First of all I don't require that ALL ethical systems share identical heuristics, for the plain fact that some ethical/moral systems are demonstrated to be more successful than others, because they are more 'fit' due to their closer dovetailing with optimal objective morality.

I would also say that there are two types of morals or ethics in any system, proscriptive and prescriptive, which often condition or impose exceptions on the other. While theft is discouraged, compassion for and sharing resources with those in need is encouraged, for example (or while murder, rape, assault, and battery is discouraged, defending yourself and others from such assaults is encouraged).

This is why ethics or morals are a system of inter-related heuristics, rather than just a few simple rules that are black and white and not related to each other (even though some moral systems try to be that simple). Simplicity does aid in propagation and popular compliance, to a point, but there is a limit to how simple or complex a system can go and remain functional, adaptable, and stable over a long term.

Just because a moral or ethical system is very inter-relational does not make it subjective, it is just complex and abstracted. The Golden Rule, which semantically is very simple and easy to remember and propagate, can only be seen as a generalization over a complex amount of subjective considerations and thus has considerable amount of paradox built into it (i.e. if I'm a masochist, should I hurt others because that is how I want to be treated?) as has been described on this list in other recent posts, but it is extremely adaptable due to its vagueness as well, thus having long term viability. However, it does accurately define two seemingly objective morals/ethics: being true to the self and being true to others, placing both on an equal/commutative moral or ethical footing.
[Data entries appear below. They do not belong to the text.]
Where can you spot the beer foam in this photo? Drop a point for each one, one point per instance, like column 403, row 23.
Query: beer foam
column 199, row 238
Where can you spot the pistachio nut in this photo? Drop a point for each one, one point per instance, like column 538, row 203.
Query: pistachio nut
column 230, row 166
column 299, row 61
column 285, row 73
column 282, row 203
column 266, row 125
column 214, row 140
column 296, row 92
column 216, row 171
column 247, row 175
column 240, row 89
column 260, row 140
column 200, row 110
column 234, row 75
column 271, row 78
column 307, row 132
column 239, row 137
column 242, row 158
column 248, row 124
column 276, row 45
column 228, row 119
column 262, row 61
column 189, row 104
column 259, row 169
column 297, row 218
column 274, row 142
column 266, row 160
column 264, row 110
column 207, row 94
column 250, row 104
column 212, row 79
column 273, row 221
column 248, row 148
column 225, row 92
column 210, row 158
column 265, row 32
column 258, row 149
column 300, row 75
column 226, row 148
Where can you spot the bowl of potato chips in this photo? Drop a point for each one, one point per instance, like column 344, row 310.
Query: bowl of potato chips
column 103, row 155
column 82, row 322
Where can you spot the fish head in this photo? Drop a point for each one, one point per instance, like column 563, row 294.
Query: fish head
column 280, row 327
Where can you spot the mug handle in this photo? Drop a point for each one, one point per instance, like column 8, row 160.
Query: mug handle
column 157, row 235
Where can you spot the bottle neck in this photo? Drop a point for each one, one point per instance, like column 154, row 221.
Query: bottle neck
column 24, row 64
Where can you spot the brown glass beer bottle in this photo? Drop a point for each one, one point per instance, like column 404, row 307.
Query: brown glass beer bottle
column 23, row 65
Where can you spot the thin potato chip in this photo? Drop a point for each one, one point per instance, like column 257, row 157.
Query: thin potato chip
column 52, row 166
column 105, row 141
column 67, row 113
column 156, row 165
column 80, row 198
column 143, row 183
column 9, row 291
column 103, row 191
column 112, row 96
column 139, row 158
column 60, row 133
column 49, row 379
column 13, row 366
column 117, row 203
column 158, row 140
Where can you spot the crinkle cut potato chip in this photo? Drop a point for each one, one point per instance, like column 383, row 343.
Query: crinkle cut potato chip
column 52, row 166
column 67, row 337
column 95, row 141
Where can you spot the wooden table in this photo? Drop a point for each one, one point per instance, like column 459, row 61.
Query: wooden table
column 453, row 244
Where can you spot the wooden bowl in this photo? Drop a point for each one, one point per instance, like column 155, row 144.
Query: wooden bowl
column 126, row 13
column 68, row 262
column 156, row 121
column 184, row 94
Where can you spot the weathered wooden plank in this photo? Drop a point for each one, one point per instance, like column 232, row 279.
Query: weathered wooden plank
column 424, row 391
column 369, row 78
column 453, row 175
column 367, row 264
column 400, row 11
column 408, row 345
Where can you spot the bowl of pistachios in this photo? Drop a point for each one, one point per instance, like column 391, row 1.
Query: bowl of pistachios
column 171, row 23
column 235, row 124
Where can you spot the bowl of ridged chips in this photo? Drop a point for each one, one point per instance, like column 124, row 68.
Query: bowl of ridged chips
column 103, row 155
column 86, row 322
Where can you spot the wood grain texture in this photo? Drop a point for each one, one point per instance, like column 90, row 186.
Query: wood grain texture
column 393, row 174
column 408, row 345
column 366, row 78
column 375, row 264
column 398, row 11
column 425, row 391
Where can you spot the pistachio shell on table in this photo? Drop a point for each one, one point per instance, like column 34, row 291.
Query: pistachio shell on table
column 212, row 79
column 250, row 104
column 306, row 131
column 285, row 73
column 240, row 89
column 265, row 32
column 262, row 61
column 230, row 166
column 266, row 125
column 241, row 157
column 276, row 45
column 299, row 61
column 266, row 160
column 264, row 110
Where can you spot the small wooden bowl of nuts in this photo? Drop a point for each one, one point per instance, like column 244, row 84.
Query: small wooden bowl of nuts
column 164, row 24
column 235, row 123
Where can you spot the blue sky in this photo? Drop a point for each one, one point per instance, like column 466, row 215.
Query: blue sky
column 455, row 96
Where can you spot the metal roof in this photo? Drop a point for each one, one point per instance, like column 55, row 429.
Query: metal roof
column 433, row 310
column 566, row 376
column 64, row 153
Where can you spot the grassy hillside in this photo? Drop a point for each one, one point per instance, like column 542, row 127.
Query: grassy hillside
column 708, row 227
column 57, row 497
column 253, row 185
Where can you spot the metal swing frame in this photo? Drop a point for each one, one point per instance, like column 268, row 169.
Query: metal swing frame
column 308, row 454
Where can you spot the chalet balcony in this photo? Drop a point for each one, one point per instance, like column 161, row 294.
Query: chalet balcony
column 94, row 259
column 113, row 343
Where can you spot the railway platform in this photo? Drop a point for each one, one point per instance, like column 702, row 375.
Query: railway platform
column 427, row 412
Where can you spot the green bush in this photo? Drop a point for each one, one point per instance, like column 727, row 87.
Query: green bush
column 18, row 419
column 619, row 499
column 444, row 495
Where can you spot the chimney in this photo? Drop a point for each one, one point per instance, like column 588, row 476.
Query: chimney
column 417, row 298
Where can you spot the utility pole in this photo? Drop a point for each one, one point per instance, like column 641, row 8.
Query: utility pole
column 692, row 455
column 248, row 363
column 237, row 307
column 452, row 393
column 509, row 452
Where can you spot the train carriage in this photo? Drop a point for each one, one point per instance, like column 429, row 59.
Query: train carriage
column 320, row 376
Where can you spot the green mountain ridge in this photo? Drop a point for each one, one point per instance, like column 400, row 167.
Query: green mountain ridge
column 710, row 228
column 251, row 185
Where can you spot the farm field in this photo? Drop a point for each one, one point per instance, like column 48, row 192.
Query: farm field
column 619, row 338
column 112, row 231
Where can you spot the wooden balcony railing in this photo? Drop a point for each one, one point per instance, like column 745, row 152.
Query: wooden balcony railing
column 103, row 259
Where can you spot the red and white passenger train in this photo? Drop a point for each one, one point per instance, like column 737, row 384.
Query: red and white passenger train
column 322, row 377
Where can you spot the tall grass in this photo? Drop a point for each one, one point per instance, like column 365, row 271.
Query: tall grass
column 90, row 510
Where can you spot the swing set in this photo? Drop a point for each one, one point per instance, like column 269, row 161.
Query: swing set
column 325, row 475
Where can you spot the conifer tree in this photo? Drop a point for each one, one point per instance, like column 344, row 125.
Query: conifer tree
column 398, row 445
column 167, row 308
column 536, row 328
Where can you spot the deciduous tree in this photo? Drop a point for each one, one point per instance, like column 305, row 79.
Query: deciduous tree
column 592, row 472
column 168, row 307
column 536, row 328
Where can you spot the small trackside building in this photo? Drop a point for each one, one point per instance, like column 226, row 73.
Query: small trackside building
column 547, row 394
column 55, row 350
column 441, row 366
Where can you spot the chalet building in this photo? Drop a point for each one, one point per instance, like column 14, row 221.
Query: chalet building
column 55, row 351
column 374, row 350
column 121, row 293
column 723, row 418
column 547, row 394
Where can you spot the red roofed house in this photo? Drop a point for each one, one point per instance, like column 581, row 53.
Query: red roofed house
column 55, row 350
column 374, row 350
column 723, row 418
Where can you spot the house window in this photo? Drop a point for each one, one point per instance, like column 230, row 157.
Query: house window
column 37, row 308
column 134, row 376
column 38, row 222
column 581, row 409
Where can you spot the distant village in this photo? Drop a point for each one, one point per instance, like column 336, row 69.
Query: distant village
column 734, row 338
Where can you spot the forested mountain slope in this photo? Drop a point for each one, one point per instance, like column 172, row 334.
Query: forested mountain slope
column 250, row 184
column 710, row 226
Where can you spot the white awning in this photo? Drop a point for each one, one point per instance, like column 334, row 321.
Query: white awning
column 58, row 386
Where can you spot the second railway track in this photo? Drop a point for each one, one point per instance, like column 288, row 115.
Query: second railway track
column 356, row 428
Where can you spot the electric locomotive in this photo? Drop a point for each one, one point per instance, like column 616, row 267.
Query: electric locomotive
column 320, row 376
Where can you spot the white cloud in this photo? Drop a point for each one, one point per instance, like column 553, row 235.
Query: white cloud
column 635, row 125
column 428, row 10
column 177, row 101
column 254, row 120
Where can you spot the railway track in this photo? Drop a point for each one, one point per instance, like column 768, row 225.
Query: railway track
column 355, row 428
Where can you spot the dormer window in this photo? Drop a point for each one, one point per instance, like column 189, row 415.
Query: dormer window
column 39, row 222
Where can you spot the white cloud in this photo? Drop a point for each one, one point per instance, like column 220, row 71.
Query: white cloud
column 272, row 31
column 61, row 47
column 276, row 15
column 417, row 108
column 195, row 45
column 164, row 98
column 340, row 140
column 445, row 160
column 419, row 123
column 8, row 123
One could argue that putting the second on equal footing with the first tends to serve only to optimize the first, and is not a sucessful goal in and of itself, which is why systems which emphasize others over the self in any and all situations tend to not be as successful as ones oriented toward the self, but putting the interests of others on a similar footing being only because it is directly beneficial to the self (as Anders has talked about his models which compare cooperators versus individuals practicing "might is right").